En los últimos años de la década posterior a 1880 el Senador John Sherman (hermano del General William Tecumseh Sherman) y sus colegas del Congreso empezaron a acusar a varias industrias de “restringir el comercio” y cobrar precios monopolísticos por sus productos. En efecto, el lenguaje de la ley Sherman anti-monopolio declara ilegales las “conspiraciones para restringir el comercio”. Las denuncias se hicieron durante el 51º Congreso y figuran en el registro de actividades de la Cámara dedicado al mismo. Entre las industrias denunciadas se incluía a la de la sal, el zinc, la del acero, la del carbón bituminoso, de fabricación de raíles de acero, la del azúcar, la del plomo, la de los licores, a los cordoneros, la de fabricación de tuercas y tornillos de acero, la de los lavanderos, la del aceite de castor, la del aceite de semillas de algodón, la del cuero, la del aceite de linaza y la de cerillas.

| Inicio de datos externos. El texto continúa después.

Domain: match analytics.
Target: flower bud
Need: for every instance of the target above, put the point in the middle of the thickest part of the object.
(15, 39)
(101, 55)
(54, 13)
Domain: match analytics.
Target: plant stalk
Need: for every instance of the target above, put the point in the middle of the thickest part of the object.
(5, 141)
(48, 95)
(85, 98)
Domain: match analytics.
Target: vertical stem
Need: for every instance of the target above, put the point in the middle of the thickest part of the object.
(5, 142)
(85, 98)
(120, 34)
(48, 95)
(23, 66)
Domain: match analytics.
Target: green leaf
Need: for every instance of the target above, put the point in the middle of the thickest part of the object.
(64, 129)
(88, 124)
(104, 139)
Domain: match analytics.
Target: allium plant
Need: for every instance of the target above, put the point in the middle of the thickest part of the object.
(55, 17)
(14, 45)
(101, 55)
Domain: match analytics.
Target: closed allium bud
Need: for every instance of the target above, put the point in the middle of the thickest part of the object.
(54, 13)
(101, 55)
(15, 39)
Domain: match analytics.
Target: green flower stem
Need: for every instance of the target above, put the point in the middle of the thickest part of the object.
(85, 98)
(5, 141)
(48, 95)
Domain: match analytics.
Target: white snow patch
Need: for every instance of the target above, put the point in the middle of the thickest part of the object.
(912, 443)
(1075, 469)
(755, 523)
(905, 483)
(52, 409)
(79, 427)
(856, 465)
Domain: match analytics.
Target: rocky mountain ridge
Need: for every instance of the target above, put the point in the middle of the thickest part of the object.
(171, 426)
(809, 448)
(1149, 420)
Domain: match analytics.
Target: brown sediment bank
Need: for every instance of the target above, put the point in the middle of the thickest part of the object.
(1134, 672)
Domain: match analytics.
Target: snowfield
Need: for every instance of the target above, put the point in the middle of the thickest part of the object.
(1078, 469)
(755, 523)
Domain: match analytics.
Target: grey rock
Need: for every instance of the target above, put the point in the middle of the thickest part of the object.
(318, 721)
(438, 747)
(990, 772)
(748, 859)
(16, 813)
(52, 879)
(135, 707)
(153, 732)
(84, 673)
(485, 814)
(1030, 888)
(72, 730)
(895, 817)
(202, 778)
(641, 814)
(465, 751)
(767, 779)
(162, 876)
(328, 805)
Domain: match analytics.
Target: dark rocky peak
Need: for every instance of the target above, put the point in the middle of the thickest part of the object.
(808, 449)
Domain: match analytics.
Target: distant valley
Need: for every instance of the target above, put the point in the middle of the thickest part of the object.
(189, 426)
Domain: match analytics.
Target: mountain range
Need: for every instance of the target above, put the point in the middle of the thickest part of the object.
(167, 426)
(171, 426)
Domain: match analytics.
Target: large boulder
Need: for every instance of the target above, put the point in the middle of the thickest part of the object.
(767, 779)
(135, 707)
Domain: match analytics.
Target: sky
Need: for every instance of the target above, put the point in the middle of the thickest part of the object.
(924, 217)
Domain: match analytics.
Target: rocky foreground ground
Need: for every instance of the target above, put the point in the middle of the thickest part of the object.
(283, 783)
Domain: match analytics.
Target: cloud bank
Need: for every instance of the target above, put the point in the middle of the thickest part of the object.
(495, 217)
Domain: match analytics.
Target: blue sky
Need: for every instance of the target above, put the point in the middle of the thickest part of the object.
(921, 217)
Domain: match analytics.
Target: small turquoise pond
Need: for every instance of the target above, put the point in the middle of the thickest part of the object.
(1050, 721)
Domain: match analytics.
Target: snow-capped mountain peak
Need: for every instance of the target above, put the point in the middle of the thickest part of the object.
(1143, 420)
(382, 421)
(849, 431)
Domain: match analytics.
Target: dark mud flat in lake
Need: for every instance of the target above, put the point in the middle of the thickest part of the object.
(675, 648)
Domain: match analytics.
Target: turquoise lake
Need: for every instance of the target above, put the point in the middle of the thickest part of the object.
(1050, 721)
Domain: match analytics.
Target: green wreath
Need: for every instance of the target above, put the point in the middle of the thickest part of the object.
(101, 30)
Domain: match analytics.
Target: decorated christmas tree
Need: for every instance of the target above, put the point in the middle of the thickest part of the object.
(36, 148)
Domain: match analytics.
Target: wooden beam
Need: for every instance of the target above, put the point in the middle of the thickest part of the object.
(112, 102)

Todas esas industrias fueron acusadas de conspirar para “restringir el comercio” o reducir los niveles de producción para hacer subir los precios durante la década anterior a la ley Sherman anti-monopolio de 1890. Gracias a fuentes de información como Historical Statistic of the United States (“Estadísticas Históricas de los Estados Unidos“) uno puede concluir con certeza que esas acusaciones fueron puras tonterías. La década anterior a la ley Sherman forma parte de lo que los historiadores económicos denominan la “segunda revolución industrial” de América. Como tal, el Producto Interior Bruto (PIB) creció un 24 % desde 1880 a 1890. La economía de los Estados Unidos había aumentado de un cuarto al final de la década, lo que difícilmente constituye un signo de restricción generalizada de la producción y del comercio.

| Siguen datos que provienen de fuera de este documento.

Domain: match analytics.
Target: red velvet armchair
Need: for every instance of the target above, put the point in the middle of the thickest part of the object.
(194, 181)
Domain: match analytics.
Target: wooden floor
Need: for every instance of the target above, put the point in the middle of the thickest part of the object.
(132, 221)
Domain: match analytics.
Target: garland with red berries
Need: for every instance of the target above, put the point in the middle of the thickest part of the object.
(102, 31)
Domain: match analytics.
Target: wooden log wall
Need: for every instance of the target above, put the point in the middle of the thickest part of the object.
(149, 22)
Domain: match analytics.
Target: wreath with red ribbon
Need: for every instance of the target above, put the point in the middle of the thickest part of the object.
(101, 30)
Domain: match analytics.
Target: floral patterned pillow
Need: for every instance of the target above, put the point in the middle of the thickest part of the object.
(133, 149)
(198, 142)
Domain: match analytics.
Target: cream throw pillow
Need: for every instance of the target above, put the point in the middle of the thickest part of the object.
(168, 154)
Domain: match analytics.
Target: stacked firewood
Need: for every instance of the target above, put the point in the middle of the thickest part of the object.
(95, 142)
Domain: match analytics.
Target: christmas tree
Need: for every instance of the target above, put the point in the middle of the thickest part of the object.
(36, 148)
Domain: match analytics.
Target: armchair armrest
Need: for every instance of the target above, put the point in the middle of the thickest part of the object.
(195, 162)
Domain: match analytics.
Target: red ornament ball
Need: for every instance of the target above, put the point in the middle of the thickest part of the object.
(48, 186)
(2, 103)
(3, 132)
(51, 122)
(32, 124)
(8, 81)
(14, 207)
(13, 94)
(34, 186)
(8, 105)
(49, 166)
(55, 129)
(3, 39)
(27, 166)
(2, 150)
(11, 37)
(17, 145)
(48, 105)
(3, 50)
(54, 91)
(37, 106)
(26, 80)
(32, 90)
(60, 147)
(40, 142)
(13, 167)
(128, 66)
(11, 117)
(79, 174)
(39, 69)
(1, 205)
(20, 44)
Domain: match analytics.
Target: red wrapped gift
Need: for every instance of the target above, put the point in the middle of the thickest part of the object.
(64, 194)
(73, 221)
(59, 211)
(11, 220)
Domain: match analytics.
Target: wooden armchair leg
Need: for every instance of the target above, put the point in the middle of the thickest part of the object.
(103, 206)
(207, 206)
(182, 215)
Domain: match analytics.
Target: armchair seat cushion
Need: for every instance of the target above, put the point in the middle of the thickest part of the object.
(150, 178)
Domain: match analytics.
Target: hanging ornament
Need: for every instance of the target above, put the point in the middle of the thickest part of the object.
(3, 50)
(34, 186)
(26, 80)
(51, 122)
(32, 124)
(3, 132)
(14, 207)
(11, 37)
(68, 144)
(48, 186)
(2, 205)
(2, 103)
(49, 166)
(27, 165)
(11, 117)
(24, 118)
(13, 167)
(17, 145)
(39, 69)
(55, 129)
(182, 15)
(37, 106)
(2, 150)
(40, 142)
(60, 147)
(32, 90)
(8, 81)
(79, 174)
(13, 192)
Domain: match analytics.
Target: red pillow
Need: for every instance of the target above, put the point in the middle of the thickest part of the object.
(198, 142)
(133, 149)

En contraste, las industrias acusadas de prácticas monopolísticas respecto de las que hay disponible datos reales de producción (ajustados a la inflación) crecieron un 175 % durante esa década. En otras palabras, las industrias acusadas por Sherman, y otros, de “restringir el comercio” lo incrementaron más de siete veces más deprisa que el resto de la economía, la cual estaba también creciendo muy vigorosamente. No hubo en esas industrias ninguna “restricción del comercio”, ni por conspiraciones ni de cualquier otro tipo. Entre las industrias ridículamente acusadas de restringir el comercio que más rápidamente se expandieron estaban la del acero (158 %), la del carbón (153 %), la de los raíles de acero (142 %) y la del petróleo (79 %). Esas mismas tendencias siguieron durante la década posterior a la aprobación de la ley Sherman durante la cual las industrias “monopolísticas” siguieron creciendo más rápidamente que el resto de la economía.

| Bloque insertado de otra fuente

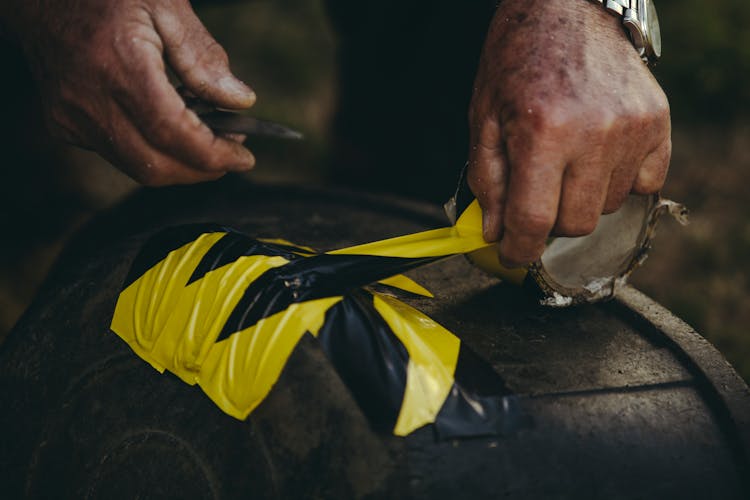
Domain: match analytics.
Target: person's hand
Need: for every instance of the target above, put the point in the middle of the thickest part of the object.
(566, 121)
(101, 70)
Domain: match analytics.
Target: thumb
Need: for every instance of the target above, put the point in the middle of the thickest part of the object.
(197, 58)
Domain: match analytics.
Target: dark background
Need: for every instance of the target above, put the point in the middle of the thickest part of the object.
(303, 62)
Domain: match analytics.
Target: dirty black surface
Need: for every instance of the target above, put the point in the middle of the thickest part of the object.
(620, 405)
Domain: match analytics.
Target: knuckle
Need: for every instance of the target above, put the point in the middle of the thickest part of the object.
(530, 223)
(213, 55)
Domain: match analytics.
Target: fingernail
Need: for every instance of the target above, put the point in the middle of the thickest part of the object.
(248, 160)
(238, 89)
(487, 227)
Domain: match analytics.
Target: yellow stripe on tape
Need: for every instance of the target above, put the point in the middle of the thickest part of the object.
(433, 354)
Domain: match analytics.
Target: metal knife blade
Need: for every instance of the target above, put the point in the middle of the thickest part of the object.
(230, 122)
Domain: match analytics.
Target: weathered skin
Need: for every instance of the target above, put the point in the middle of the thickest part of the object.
(566, 121)
(101, 70)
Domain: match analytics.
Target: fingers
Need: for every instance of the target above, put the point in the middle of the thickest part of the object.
(653, 171)
(533, 198)
(582, 198)
(198, 60)
(131, 152)
(155, 108)
(487, 177)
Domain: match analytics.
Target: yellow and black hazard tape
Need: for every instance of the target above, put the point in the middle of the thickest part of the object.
(225, 311)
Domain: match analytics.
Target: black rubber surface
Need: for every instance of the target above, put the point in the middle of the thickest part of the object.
(622, 399)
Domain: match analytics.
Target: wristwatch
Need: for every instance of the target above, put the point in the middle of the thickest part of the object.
(642, 23)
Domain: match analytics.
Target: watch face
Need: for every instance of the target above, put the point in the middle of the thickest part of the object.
(652, 28)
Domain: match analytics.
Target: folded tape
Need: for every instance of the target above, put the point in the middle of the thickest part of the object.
(222, 310)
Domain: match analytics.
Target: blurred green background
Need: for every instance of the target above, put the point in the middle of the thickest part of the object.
(287, 51)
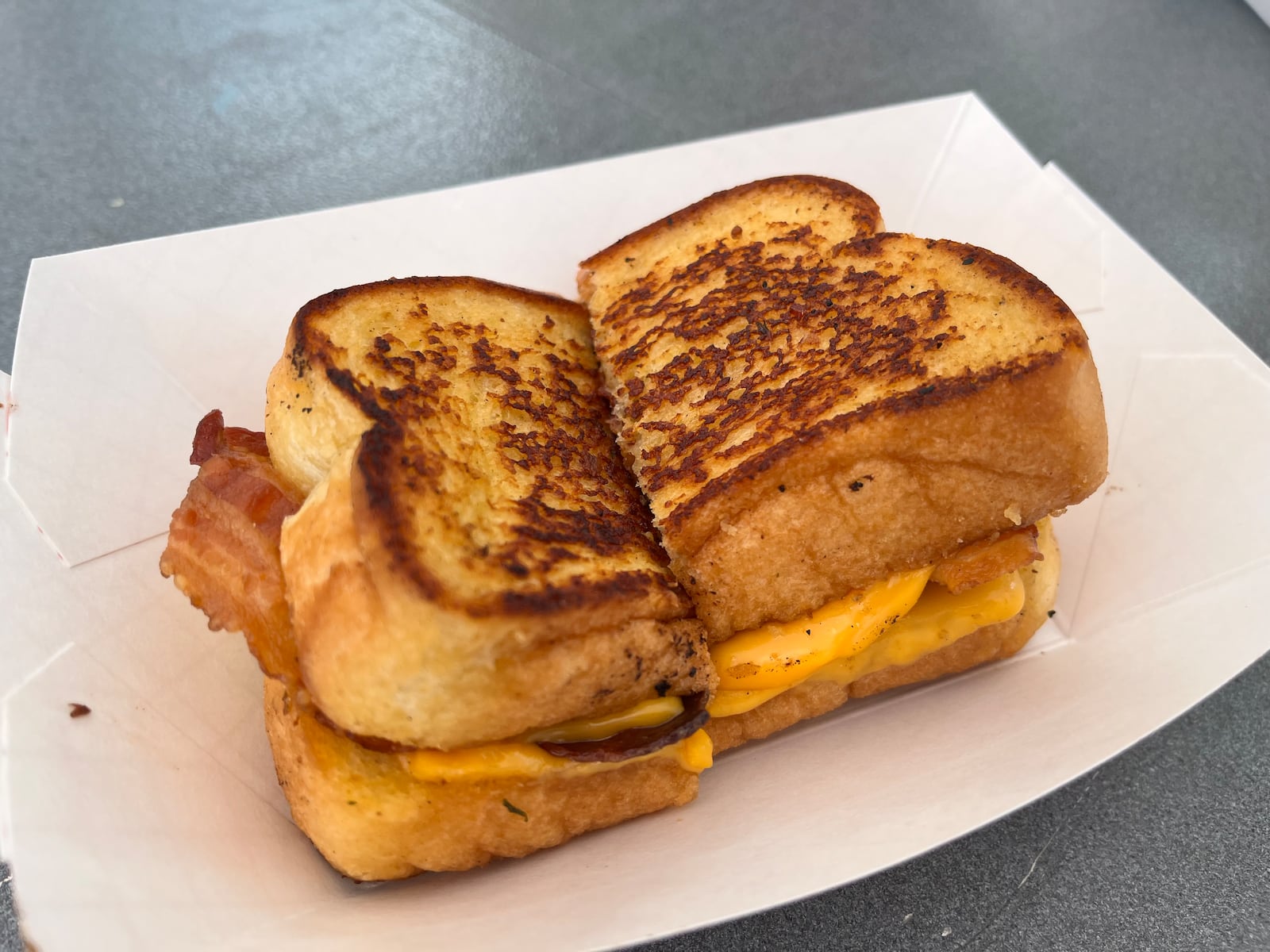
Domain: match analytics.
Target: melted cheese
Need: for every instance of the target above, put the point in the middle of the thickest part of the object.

En términos de precios, debe destacarse que la década previa a la promulgación de la ley Sherman fue un período de deflación de precios en el que el índice de precios al consumo cayó un 7 % de 1880 a 1890. Los precios en las industrias supuestamente “monopolísticas” cayeron aún más deprisa. Por ejemplo, el precio de los raíles de acero cayó un 53 %; el precio del azúcar refinado bajó de 9 centavos por libra en 1880 a 7 centavos en 1890 y a 4,5 centavos en 1900. El precio del plomo bajó un 12 % de 1880 a 1890; y el precio del zinc cayó un 20 % durante ese período.

En suma, la evidencia histórica muestra que según la propia definición que el gobierno hace del monopolio -restricción del comercio y aumento de precios- no hubo un problema de monopolio en América en la década que precedió a la publicación de la ley Sherman anti-monopolio. El auténtico problema para los consumidores fue el intervencionismo del gobierno, espoleado por grupos de interés integrados por competidores amargados y fracasados que amenazaron con interferir en la extraordinaria expansión de la producción, en la creación de nuevos productos y en las políticas de reducción de precios de las firmas más dinámicas que había en la industria americana de la época. Ése fue el verdadero propósito de la ley Sherman anti-monopolio.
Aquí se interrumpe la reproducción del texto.